C’est sur un versant très abrupt qu’il s’est aventuré en s’introduisant, lui le citadin, dans la famille de celle (prénommée Noëline, parce que née une nuit de Noël) qu’il a voulu épouser. Tout, les habits, les habitudes, les semelles de bois, semble issu d’un autre siècle dans cette maison au plafond parsemé de rubans tue-mouches. D’entrée, la mère le rabroue sèchement, lui rappelle qu’il n'est qu' un intrus, à qui l’on sait néanmoins gré d’avoir choisi la plus difficile des trois sœurs à marier. Un matin, elle lui tend la corde au bout de laquelle est attaché le bouc destiné au méchoui de mariage en lui présentant un couteau pour qu’il l’égorge sur le champ. Il refuse, jette l’arme par terre et se réfugie dans sa chambre.

« Soudain, un cri a retenti dehors, suivi d’un martèlement sourd. Je me suis penché à la fenêtre. La pauvre bête maculée d’un tablier de sang frappait le tronc de ses sabots et sa tête à demi décollée valdinguait dans les airs. Noëline face à elle, le couteau à la main, la regardait immobile batailler dans le vide. »
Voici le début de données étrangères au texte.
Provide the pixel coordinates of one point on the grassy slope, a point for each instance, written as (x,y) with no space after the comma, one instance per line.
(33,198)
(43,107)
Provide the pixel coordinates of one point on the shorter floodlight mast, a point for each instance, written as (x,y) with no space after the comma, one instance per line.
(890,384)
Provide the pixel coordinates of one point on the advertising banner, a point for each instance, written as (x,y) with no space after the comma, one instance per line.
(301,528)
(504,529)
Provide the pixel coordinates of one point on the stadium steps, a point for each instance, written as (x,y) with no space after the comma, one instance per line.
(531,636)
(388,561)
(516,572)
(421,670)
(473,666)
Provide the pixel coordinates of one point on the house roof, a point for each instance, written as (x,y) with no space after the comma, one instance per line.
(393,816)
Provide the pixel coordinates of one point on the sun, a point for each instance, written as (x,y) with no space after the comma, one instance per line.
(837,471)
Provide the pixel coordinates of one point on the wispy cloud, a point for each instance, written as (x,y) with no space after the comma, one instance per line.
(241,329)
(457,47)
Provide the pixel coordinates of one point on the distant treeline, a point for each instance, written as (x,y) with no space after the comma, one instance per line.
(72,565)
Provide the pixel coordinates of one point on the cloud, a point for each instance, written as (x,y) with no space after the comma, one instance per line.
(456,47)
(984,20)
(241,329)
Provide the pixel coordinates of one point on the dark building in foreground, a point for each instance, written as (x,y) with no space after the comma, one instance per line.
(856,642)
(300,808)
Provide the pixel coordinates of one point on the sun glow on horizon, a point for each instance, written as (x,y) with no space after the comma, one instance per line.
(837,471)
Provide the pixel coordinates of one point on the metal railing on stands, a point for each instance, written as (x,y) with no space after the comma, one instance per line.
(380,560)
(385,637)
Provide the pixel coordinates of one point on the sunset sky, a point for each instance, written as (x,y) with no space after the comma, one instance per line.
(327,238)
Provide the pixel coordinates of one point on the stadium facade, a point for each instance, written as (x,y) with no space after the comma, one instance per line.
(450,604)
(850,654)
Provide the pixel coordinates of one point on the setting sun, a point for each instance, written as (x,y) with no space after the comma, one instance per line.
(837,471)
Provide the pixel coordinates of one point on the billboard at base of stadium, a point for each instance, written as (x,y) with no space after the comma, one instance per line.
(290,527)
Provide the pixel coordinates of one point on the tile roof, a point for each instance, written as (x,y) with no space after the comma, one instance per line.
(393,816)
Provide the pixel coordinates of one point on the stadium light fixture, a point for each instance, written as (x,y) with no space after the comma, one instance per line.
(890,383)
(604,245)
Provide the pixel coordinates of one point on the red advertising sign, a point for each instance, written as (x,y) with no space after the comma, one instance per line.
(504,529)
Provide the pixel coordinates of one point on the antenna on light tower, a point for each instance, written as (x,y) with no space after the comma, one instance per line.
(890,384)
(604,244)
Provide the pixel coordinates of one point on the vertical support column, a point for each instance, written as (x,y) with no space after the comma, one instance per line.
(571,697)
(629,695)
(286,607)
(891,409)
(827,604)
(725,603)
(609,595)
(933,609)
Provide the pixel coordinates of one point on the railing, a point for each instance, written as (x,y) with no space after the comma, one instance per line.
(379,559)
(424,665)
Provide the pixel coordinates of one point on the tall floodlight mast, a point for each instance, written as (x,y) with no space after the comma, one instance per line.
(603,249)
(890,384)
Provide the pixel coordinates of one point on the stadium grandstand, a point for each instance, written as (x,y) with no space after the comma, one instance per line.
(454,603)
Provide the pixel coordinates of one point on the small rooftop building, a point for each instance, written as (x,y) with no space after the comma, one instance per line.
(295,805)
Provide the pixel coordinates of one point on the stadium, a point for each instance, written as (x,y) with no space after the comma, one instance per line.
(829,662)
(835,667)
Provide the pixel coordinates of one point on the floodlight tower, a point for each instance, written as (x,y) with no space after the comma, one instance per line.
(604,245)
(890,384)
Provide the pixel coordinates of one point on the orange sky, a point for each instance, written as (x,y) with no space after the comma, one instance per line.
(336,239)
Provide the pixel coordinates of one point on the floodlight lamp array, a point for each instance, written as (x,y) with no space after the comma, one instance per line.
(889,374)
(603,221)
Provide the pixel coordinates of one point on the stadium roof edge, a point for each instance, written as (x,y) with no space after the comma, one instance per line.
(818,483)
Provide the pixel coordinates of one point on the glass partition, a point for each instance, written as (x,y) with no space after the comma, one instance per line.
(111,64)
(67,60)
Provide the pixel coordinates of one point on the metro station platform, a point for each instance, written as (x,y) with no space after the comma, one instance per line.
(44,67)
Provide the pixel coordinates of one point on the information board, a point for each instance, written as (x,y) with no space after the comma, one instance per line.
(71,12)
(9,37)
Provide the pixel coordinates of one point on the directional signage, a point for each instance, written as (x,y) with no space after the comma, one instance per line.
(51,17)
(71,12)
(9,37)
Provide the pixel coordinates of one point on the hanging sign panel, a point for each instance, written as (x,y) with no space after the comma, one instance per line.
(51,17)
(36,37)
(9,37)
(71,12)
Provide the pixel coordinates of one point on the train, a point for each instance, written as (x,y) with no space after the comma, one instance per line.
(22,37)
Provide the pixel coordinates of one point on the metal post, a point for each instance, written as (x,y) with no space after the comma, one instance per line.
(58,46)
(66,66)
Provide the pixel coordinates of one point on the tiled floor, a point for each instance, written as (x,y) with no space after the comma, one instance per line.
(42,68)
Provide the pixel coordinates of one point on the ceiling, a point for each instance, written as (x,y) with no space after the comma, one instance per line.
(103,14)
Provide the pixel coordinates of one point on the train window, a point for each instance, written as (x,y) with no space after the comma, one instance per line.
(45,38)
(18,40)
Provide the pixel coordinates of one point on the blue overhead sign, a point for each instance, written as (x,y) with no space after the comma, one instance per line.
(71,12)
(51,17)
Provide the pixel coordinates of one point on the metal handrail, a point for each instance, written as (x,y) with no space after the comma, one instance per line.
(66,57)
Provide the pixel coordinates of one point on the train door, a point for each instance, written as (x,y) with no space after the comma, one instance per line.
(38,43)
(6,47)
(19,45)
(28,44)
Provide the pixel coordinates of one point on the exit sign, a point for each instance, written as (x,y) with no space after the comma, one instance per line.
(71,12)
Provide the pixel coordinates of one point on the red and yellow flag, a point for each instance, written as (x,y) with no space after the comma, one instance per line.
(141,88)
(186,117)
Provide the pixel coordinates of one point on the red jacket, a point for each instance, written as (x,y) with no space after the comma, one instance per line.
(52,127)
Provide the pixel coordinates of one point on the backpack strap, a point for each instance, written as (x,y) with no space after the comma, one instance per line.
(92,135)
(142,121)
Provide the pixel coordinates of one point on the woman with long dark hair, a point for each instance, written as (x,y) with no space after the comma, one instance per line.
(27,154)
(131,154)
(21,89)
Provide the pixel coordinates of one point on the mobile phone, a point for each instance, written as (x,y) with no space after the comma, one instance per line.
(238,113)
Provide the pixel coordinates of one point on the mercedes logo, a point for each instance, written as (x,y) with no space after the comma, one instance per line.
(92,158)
Le cri du bouc va très vite se propager pour venir se nicher dans le corps de la jeune femme qui, sitôt la cérémonie de mariage terminée, va s’enfermer à l’étage pour ne plus en ressortir, laissant les convives poursuivre la fête sans elle. Elle pousse ponctuellement des « cris de bêtes (…) qui ébranlaient les soupières de gaspacho » en anéantissant toujours un peu plus l’ex-rêveur, chercheur d’âme sœur qui ne va pas tarder à se transformer en tueur. C’est cette histoire, tragique et méticuleuse, que tresse Romain Verger dans un roman âpre et déstabilisant. Il le fait en alternant les séquences vécues au présent et celles issues de son passé récent. Sa perspicacité créatrice et son écriture percutante, suggestive, d’une grande puissance, presque physique parfois, s’allient pour inventer un univers fantastique, peuplé d’êtres habités par une part d’ancestrale animalité qui se réveille à l’improviste, consumant leur pensée et les rendant experts en cruauté.
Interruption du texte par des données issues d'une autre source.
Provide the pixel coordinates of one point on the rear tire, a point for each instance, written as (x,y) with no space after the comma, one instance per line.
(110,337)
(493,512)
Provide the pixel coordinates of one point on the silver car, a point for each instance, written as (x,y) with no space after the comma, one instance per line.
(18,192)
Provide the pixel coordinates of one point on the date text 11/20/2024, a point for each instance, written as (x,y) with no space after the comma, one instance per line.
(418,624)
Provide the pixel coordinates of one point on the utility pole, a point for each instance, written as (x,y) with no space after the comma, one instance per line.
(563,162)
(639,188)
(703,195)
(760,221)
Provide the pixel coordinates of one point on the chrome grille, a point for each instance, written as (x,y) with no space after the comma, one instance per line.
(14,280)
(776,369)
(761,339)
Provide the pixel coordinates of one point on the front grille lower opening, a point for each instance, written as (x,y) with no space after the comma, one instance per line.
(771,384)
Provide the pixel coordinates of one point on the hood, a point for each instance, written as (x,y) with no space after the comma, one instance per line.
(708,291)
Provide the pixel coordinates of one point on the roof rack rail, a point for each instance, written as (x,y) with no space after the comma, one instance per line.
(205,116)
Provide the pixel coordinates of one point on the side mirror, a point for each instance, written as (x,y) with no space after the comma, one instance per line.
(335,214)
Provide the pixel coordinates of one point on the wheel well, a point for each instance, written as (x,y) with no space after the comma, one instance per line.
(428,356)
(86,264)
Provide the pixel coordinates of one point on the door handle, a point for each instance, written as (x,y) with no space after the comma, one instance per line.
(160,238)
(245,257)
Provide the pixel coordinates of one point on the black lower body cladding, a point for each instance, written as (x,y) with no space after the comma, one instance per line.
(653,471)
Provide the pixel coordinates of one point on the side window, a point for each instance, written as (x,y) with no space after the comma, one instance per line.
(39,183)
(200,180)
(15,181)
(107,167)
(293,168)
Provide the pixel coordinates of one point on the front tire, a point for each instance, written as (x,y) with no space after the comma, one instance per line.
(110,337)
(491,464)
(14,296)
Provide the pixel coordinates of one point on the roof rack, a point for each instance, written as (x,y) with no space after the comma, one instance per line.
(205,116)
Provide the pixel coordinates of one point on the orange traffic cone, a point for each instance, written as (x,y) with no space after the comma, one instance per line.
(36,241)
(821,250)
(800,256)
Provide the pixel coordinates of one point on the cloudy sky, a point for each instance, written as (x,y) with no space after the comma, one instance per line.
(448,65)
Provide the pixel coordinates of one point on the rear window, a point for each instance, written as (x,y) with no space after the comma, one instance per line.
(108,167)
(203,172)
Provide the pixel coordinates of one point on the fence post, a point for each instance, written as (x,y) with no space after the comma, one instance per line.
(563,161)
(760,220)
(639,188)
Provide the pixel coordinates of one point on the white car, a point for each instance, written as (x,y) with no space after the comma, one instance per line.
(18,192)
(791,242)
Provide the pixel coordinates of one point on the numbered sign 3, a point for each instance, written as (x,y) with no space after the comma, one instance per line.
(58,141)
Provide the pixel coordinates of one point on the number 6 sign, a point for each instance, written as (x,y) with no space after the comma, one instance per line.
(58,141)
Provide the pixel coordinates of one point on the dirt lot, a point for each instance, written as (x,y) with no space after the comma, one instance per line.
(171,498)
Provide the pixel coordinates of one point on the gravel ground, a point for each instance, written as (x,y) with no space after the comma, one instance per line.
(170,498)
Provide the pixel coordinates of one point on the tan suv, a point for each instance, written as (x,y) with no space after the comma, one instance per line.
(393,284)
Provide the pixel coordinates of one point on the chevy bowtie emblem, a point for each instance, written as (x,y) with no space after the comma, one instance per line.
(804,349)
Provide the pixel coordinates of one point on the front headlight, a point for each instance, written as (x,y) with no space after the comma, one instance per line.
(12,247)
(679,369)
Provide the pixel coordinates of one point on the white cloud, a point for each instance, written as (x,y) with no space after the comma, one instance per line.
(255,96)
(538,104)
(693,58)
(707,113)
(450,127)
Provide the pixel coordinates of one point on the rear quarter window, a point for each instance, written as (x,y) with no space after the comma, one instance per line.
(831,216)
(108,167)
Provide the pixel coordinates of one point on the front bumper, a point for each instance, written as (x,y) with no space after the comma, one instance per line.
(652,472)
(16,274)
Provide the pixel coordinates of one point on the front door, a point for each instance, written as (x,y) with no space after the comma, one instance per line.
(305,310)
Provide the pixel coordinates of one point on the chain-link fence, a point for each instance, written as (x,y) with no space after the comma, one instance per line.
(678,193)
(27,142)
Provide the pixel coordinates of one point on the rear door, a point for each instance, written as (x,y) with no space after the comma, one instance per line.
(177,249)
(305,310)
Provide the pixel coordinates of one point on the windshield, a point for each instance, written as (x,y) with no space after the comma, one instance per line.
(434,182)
« La mort travaillait en moi tandis que j’avançais machinalement dans le corps d’un autre qui descendait pour moi dans la nuit noire, faisant taire les grillons. »

Au final, le narrateur (qui, comble de l’aveuglement, en est venu à se crever les yeux) n’a d’autre issue que d’occuper le temps, le seul bien qui lui reste, en recollant à tâtons les morceaux de cette rencontre, puis ceux de ses noces tragiques et de leurs à-côtés imprégnés de sang et de folie qui l’ont définitivement jeté hors du monde.

 Romain Verger : Fissions, Le Vampire actif.